In a recent report, the United Nations said Palestinians in some 70 West Bank villages encountered Israeli roadblocks that forced them to use indirect routes that dramatically lengthened their travels and affected their access to employment, education and medical care. The roadblocks were to protect Jewish settlements, military bases and roads used by Israelis.

The Israeli military says it is alleviating restrictions and that thousands of landowners have permits to reach their farms. But Palestinian farmers said the Army frequently refuses permission and doesn’t allow them — and their helpers — the regular access they need to tend their land.

And in parts of the West Bank, Palestinians cannot reach their lands near some settlements because they fear attacks by extremist Jews.
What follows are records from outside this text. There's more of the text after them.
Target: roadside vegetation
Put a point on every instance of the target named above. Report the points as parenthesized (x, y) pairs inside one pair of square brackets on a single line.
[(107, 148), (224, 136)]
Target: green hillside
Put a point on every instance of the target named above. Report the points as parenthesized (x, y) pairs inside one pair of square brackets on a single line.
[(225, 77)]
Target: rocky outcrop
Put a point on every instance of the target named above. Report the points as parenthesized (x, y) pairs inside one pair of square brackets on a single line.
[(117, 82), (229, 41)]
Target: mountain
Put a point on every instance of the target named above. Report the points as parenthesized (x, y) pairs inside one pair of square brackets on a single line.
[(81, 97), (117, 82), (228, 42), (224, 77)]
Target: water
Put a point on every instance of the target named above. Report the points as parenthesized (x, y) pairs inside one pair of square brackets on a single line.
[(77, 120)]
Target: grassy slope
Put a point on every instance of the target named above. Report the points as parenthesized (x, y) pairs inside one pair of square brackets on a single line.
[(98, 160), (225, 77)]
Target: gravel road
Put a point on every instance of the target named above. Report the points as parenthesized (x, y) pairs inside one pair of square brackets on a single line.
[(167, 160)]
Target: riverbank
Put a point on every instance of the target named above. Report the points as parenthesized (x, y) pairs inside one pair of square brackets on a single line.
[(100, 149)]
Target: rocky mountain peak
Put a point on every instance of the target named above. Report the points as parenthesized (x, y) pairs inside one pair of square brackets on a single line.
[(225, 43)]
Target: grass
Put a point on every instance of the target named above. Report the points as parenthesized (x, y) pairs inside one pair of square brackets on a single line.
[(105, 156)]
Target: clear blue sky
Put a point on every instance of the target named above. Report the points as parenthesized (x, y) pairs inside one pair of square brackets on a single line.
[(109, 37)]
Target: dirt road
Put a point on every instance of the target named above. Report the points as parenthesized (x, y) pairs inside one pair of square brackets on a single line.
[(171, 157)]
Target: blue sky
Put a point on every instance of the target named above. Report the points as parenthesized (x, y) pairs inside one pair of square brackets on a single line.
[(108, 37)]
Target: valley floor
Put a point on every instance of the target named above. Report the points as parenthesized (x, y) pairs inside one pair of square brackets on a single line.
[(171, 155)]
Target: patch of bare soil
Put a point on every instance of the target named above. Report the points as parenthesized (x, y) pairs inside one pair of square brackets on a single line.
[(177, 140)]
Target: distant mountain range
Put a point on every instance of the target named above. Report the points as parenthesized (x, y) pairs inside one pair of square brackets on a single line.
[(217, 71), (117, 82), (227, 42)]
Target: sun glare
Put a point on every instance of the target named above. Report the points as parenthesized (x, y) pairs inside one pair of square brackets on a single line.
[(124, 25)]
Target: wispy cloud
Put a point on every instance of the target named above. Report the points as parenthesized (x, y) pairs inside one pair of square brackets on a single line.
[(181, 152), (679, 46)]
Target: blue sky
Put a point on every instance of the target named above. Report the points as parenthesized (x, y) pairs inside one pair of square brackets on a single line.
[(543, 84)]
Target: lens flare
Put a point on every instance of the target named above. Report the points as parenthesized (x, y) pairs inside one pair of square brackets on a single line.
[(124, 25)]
In other areas, hard-line Jews fenced off Palestinian land. Israel’s army must secure some areas for Palestinians to enter.

Palestinian Foreign Minister Riyad al-Malki said on Thursday that the Palestinians would submit their UN bid on Sept. 23 but were willing to listen to other ideas in the meantime. Palestinian President Mahmoud Abbas is to make a broadcast address to the Palestinian people today.